Banking & PSU funds have become popular in the last one year. Their size has more than doubled since then. The category manages assets worth ₹96,816 crore as on June 30. These funds by nature are less risky among the debt fund categories. Sebi defines a Banking & PSU Funds as an open-ended debt scheme predominantly investing in debt instruments of banks, public sector undertakings and public financial institutions. A Banking & PSU fund has to invest a minimum of 80% of its total assets in the public sector undertakings.
These funds primarily invest in top-rated instruments of the debt market – bonds and debentures issued by Banks, PSUs and PFIs. Some common examples of securities held by the category include NABARD, Indian Railway Finance Corporation, Food Corporation of India, Export Import Bank of India, National Highways Authority of India, Gail, NHPC, NTPC, Power Finance Corp and Power Grid Corporation of India.

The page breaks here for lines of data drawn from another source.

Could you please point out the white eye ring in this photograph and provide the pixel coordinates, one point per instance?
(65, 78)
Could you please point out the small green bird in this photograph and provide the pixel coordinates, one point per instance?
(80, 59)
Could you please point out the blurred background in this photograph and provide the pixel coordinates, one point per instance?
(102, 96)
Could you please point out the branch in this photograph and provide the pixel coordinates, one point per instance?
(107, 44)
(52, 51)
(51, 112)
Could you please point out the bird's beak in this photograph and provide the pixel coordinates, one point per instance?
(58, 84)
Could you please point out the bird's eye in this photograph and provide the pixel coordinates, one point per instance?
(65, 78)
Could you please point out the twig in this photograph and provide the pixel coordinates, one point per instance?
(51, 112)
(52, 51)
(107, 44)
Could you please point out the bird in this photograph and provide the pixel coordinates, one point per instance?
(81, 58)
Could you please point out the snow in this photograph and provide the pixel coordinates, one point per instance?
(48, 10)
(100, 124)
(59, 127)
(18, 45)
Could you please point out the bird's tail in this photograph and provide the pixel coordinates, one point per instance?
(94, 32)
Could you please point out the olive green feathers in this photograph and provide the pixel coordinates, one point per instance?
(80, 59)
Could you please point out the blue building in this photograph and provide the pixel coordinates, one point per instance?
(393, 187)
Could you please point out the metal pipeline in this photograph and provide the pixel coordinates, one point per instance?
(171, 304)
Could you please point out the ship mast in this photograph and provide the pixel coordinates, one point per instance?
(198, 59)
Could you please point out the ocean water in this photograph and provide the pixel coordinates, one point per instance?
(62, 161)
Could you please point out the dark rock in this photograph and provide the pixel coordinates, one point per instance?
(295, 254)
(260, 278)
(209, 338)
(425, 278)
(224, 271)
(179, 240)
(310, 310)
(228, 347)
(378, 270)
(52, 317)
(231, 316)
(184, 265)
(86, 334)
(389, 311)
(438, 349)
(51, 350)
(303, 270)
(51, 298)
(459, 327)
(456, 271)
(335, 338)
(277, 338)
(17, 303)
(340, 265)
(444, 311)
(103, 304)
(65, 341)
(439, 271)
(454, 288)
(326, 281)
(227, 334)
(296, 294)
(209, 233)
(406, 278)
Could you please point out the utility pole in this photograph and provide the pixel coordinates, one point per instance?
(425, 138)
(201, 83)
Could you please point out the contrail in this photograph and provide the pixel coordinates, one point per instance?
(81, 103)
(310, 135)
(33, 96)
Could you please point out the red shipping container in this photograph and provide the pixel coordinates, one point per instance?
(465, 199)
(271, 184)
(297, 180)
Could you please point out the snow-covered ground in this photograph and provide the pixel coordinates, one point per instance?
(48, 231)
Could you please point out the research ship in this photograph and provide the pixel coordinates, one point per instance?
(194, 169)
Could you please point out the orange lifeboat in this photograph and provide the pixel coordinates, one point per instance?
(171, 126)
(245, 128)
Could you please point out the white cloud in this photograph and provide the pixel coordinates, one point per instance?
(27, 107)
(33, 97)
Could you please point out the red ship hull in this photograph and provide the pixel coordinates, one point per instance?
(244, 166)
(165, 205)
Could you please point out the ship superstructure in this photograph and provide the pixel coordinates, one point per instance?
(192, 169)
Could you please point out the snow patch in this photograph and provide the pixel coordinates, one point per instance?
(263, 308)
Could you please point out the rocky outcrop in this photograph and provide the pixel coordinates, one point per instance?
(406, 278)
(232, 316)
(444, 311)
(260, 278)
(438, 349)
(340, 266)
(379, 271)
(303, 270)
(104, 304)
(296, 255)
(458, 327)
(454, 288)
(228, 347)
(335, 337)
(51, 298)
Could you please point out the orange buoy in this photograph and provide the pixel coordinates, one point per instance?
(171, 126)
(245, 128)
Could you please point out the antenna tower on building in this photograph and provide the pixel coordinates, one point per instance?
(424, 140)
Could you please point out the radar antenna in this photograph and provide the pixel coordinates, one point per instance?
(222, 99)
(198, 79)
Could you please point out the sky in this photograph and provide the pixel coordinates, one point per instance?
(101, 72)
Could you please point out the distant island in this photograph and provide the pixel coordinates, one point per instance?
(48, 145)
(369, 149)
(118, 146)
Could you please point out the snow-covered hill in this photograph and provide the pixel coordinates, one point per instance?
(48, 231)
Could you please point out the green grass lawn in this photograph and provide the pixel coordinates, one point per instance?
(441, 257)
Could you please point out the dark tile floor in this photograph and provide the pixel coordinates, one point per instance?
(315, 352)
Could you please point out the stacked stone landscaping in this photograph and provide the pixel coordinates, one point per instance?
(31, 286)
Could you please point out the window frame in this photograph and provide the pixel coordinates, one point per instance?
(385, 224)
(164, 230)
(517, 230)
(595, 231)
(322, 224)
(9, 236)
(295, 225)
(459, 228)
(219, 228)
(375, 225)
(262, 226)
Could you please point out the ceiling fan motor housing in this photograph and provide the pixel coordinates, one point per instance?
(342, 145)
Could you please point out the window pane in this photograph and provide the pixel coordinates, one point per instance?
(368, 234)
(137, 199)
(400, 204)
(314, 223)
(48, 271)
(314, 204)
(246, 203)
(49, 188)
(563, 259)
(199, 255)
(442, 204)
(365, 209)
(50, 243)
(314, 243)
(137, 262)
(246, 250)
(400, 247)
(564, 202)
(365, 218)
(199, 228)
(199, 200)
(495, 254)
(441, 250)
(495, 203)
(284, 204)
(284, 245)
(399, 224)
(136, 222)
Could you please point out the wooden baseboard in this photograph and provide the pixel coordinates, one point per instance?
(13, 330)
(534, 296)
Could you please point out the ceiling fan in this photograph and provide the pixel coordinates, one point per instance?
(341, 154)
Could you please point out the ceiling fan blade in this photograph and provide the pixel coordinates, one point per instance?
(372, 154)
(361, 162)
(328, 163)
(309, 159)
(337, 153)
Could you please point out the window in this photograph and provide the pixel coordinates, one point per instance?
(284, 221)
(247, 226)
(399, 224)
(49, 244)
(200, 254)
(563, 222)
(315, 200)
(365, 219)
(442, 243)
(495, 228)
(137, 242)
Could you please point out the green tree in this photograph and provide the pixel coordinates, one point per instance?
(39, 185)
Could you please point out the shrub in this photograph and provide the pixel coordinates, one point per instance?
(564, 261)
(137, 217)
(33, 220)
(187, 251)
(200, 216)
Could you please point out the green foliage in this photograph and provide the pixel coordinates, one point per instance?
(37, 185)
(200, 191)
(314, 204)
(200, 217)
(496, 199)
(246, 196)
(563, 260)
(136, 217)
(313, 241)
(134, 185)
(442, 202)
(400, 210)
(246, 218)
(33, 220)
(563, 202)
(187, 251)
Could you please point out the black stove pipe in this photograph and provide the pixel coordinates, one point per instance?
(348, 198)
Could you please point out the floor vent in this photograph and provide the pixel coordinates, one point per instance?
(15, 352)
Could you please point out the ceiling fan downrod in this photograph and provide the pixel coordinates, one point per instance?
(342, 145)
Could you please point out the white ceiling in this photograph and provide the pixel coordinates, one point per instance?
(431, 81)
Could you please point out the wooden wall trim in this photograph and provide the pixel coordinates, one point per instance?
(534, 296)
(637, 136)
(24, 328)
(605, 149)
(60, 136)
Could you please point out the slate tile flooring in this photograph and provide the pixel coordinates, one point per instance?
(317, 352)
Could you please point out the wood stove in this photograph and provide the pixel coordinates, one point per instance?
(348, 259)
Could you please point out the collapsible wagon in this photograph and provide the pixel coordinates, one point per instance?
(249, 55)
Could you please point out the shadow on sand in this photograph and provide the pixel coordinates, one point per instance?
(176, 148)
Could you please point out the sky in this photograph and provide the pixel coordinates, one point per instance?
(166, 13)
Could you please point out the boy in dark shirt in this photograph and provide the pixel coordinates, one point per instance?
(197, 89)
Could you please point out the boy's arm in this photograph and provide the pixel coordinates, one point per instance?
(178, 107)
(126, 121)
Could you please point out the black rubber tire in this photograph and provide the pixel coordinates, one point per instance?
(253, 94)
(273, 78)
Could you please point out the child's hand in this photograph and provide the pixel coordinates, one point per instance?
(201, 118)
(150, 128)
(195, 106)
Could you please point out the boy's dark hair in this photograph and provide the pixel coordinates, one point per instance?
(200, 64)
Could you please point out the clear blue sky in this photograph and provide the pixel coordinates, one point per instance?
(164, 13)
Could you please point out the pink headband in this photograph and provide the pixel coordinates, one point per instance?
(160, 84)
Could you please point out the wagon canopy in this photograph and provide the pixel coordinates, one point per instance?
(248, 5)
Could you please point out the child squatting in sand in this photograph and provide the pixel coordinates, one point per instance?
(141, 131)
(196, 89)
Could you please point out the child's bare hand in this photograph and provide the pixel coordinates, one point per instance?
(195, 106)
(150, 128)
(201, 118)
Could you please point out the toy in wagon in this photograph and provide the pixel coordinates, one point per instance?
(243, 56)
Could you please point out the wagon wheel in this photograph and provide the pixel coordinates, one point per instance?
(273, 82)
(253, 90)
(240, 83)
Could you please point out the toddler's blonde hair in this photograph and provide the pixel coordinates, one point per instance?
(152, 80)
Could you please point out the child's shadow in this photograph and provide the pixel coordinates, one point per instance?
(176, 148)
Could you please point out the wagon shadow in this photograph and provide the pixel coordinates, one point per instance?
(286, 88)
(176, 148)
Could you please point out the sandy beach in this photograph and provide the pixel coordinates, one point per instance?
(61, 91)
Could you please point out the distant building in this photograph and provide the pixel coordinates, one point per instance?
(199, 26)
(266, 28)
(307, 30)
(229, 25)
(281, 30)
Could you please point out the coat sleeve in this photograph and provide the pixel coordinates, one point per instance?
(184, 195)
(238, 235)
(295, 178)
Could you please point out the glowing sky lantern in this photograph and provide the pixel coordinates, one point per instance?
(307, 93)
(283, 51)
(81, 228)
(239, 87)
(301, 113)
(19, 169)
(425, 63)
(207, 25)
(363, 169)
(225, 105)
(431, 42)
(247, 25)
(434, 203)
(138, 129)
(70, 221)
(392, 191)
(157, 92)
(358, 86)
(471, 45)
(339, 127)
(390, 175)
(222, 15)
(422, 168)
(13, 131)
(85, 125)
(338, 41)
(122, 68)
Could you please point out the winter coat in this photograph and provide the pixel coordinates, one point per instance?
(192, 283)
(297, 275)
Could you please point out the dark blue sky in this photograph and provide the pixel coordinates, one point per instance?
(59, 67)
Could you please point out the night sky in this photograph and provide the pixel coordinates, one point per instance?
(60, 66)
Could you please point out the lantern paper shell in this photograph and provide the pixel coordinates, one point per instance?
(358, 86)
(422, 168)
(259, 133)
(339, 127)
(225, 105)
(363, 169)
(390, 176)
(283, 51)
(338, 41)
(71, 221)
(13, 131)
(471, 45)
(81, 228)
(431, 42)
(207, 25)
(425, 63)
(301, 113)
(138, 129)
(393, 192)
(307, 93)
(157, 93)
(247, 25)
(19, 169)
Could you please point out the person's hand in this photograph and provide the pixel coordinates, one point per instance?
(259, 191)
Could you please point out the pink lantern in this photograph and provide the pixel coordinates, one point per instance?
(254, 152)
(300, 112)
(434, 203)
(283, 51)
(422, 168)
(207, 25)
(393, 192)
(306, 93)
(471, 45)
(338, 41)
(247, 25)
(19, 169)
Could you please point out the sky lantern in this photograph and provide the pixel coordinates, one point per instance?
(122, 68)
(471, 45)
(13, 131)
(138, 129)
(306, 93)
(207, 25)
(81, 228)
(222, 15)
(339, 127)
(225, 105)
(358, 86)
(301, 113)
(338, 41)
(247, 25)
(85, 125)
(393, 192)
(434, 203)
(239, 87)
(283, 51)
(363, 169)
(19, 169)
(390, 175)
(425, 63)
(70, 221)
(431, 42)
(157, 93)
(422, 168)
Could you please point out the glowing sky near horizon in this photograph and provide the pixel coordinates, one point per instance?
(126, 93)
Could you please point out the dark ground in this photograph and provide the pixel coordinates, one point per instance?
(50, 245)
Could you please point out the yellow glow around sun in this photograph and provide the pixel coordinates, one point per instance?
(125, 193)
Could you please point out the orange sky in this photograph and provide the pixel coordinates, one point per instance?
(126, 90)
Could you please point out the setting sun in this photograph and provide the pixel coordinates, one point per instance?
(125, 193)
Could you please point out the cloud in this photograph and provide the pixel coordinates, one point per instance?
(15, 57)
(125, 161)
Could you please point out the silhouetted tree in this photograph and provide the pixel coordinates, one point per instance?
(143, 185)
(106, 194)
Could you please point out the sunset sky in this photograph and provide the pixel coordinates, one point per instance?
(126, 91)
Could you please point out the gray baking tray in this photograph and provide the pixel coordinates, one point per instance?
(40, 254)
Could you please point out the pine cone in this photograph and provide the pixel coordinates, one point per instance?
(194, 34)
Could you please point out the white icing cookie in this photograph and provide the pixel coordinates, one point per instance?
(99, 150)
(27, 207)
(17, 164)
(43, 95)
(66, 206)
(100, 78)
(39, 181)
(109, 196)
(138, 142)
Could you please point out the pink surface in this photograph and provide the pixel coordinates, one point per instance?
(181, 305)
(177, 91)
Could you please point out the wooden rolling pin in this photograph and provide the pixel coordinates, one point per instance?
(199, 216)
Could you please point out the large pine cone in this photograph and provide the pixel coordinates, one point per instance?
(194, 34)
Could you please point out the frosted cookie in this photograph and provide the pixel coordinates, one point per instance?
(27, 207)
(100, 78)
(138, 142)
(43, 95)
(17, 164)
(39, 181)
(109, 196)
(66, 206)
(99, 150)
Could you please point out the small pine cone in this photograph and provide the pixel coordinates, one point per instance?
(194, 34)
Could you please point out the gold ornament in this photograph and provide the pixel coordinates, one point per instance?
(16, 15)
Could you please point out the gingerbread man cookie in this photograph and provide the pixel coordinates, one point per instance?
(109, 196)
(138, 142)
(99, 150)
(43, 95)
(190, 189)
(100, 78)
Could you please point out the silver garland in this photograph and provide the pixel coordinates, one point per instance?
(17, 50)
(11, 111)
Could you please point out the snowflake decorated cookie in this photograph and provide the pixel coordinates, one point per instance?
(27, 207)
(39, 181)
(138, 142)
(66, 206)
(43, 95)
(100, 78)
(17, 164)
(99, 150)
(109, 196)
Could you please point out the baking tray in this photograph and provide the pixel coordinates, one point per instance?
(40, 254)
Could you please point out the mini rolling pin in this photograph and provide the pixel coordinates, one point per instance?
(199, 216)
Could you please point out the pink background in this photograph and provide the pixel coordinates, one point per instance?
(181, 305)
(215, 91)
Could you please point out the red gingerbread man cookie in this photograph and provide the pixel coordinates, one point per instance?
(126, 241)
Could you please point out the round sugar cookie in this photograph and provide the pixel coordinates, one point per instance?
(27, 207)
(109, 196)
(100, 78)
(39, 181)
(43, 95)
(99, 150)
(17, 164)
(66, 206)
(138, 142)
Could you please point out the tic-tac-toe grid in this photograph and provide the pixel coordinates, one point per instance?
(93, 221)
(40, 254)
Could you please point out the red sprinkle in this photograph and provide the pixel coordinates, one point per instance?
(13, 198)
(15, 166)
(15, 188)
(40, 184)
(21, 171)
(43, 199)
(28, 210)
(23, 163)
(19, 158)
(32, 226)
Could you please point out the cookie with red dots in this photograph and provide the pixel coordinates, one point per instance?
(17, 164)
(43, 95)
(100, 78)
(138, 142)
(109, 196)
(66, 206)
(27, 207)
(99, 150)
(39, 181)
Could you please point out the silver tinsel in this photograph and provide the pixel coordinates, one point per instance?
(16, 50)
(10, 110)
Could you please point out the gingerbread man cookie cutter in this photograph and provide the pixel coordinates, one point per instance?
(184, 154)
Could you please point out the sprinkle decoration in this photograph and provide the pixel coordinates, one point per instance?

Comparing Banking & PSU fund to equity funds is an apple to orange comparison. But it is interesting to know that given the recent times of high volatility in debt market and Covid 19 outbreak, the category has fared better than most equity fund categories except a few sectoral mutual funds.
In the last one year, the category on an average has given 11.05%. In five years, it has given 8.62%. This category has outperformed all debt fund categories as well, except long duration funds in the last one year.
All gains arising on investments held for over three years are taxed at 20% after providing for indexation. Short term capital gains are taxed as per the applicable slab rate.